This reminds of the tendencies which I observed, while I was still Reformed, to equate knowledge (or erudition, or correct parsing) with faith. I eventually came to the point (as a Reformed Christian)where I told people – you are justified by faith, not by believing in justification by faith. The doctrine or practice cannot, and should not, superced the childlike faith of the beleiver, no matter how much ignorance there is. I think one can make this statement irrespective of whether the individual is Catholic, or Orthodox, or Protestant.

9 08 2010

There is I think a desire to over educate which often means to half educate the Catholic population. In my reading I have often come to realize just how ignorant I am and how much there is to know. I think the real issue is how much we really need to know in order to live as Catholics. I would say we need to know less than men like Newman would believe. When I was young I was an amateur fighter of sorts. I came to realize that I could pulverize people with just the basics. Nothing fancy just stick to the basics. Much of popular, local, ignorant Catholicism is just that, the basics. In my humble view it works quite well. There are often eccentricities mixed in but the workable basics are always there. I have often seen uneducated Catholics live their faith in a profound way utilizing just the basics. It is for most men as simple as that. Of course it gets tougher for the educated and the professional religious who are always thinking.
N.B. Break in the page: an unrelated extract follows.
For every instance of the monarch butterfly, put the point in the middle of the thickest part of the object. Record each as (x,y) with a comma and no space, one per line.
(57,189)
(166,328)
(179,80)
For the common run of the mill Catholic it is rather simple. For an educated Protestant like Newman the masses of uneducated Catholics might have seemed a project in need of renewal. The faith has existed among such people for centuries. Tradition, habit and custom are as valid a means of guarding the faith as education. The tribe is simply an effective means of maintaining all things human and often things divine. Sometimes modern smart guys are bothered by that. I guess it is because they didn’t think it up.